Several countries have begun to introduce frameworks for AI regulation, many of which build on foundational, trustworthy AI principles that emphasize safety, fairness, transparency and accountability, which are beginning to shape these conversations.
In the United States, the Food and Drug Administration has introduced a regulatory framework for AI-based medical devices, specifically software as a medical device (SaMD).
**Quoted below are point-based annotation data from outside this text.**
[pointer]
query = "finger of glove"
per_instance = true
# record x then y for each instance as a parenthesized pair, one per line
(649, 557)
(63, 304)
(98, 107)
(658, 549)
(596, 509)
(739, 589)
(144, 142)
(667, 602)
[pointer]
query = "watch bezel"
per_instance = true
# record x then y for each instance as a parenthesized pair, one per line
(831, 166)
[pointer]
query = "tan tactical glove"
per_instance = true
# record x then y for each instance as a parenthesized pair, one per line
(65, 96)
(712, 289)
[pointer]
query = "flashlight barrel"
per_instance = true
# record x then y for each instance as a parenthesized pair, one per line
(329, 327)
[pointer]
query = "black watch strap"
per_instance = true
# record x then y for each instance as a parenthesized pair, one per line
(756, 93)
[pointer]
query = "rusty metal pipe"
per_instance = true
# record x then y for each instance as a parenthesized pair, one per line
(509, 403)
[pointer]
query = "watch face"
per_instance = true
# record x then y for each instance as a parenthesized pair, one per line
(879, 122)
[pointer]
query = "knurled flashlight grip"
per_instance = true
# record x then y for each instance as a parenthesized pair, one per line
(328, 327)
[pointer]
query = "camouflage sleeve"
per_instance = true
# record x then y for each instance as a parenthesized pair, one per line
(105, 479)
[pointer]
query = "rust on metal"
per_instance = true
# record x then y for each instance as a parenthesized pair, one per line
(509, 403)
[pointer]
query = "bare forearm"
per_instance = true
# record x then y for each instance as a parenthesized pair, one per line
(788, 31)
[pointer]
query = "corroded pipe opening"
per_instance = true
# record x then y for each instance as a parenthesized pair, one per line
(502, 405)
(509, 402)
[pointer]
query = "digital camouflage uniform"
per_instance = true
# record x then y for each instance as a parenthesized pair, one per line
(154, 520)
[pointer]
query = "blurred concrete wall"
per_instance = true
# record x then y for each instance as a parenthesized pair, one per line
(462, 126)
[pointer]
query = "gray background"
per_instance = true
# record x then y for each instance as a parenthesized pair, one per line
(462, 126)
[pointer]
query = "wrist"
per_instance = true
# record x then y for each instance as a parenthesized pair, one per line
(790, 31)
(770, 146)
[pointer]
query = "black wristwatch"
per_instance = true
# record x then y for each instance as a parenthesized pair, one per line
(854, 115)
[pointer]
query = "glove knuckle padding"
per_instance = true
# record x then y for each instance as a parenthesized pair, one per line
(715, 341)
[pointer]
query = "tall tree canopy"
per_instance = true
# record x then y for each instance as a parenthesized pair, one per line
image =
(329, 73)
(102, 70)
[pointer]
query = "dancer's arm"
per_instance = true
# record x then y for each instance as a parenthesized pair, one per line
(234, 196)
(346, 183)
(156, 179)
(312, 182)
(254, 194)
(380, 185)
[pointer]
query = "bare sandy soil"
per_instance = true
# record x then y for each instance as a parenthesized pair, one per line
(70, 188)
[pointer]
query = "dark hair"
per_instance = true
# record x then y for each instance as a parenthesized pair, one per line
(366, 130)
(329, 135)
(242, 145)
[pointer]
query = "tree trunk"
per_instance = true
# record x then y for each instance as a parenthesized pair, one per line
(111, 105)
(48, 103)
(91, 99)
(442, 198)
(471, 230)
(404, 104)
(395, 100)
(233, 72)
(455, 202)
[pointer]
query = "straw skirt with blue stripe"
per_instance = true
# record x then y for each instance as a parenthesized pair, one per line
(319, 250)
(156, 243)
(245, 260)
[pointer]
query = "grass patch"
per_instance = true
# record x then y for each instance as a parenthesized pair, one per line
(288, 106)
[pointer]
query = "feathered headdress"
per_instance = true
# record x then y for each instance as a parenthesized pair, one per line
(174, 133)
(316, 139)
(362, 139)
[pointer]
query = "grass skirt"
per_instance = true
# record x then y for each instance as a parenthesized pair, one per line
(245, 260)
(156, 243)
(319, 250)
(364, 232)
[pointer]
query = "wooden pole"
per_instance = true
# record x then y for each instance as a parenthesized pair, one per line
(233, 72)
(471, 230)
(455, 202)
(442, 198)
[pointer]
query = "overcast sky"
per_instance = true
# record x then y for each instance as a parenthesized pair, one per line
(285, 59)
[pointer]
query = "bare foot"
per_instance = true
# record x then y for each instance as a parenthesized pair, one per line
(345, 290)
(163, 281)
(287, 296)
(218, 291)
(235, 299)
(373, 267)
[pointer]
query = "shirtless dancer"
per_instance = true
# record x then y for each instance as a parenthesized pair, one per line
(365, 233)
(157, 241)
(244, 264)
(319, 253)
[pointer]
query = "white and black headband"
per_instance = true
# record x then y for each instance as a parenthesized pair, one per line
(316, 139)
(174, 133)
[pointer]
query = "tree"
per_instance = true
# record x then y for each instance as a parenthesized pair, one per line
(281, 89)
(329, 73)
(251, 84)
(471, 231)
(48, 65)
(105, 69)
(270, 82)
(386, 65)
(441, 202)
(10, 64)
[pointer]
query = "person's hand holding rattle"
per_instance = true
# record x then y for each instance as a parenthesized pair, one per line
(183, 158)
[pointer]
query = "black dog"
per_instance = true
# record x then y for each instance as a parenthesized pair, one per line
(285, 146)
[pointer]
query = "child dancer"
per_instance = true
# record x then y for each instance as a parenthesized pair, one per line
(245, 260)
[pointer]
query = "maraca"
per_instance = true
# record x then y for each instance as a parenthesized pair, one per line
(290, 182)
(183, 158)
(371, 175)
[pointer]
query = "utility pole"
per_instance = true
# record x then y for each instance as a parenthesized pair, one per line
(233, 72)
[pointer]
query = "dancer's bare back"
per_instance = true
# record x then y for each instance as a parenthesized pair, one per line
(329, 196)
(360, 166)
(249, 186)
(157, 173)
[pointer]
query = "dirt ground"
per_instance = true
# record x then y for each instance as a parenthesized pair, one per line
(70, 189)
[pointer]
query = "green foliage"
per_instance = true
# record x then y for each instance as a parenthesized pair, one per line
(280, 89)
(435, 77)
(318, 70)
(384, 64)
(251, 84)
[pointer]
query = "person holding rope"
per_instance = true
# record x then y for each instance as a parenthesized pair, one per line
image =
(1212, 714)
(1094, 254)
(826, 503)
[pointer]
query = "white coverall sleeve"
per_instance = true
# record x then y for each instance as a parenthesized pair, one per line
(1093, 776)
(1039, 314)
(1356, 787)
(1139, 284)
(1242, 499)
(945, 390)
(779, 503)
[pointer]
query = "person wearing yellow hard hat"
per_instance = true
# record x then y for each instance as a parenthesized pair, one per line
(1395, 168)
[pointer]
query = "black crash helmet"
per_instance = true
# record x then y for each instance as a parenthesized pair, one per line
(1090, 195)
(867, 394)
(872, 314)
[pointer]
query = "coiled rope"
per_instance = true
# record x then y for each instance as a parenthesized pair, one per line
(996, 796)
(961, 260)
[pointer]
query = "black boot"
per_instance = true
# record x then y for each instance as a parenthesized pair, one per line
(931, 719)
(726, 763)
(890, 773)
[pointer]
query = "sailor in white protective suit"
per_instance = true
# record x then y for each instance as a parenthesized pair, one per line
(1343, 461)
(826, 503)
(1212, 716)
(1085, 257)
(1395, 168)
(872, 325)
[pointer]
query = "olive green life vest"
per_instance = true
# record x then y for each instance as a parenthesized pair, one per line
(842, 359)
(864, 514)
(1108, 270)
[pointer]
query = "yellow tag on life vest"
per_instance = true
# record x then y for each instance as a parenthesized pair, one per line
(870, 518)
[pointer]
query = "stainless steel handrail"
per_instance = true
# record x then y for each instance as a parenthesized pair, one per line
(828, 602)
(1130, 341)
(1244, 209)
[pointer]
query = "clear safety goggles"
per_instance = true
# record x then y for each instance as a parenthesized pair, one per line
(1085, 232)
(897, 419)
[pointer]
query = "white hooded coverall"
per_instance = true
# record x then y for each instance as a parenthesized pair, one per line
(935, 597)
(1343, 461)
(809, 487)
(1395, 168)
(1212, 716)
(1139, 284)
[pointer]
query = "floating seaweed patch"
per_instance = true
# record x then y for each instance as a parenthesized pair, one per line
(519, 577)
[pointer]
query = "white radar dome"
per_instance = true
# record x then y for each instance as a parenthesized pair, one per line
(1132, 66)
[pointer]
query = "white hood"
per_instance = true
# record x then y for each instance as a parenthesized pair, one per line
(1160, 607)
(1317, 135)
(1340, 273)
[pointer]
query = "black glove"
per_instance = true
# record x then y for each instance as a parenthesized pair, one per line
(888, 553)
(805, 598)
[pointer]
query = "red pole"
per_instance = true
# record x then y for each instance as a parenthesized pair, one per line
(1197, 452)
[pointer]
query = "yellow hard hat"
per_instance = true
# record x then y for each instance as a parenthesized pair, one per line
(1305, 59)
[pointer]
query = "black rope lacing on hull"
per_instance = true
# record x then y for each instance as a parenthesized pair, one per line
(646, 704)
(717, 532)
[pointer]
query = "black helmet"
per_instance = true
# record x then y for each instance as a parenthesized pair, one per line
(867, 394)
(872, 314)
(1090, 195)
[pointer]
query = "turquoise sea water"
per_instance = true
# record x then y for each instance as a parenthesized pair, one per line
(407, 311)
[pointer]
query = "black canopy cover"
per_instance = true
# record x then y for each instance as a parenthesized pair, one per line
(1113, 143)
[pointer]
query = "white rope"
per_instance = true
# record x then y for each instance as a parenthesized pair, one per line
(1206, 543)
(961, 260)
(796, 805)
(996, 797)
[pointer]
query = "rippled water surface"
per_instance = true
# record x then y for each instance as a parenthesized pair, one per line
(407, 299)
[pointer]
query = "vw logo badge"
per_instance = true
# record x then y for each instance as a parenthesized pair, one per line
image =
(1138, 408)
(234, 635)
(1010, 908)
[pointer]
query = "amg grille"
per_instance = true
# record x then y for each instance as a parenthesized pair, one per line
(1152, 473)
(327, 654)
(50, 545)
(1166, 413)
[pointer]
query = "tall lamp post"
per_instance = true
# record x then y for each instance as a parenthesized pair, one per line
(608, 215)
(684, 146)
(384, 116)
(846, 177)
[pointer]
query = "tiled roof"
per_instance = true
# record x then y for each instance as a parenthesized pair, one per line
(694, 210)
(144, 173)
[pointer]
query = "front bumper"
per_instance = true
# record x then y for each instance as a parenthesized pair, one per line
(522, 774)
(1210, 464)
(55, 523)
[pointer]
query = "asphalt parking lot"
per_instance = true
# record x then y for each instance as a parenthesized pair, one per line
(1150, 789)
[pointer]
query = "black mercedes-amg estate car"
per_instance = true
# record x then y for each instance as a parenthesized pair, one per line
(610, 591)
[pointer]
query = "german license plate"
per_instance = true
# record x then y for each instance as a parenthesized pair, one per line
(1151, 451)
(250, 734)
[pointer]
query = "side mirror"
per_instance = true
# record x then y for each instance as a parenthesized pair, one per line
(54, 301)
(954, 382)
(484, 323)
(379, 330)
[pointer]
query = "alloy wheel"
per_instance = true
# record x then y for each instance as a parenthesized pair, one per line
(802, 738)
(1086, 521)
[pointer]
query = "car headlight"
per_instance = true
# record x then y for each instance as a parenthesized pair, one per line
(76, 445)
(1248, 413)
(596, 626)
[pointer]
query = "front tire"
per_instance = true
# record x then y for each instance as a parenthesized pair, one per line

The FDA’s proposed framework takes a “total product lifecycle” approach, which aligns with the principles of trustworthy AI by emphasizing continuous monitoring, updates, and real-time evaluation of AI performance.
While this framework focuses on AI-enabled devices, it has not yet fully addressed the challenges posed by non-device AI applications that handle complex clinical data.
Last November, the American Medical Association published proposed guidelines for the use of AI in a manner that is ethical, fair, responsible and transparent.
In its “Principles for Augmented Intelligence Development, Deployment and Use,” the AMA reinforces its position that AI enhances rather than replaces human intelligence, stating that it is “important that the physician community help guide the development of these tools in a way that best meets people’s needs. both the needs of physicians and patients, and helps define their own organization’s risk tolerance, especially where AI impacts direct patient care.”
By fostering this collaboration between policymakers, healthcare professionals, AI developers and ethicists, we can create regulations that promote both patient safety and technological progress. Lawmakers must strike a balance, creating an environment where AI innovation can thrive while ensuring that these technologies meet the highest standards of safety and ethics.
This includes developing regulations that allow flexible adaptation to new AI developments, ensuring AI systems remain flexible, transparent and responsive to the changing needs of healthcare.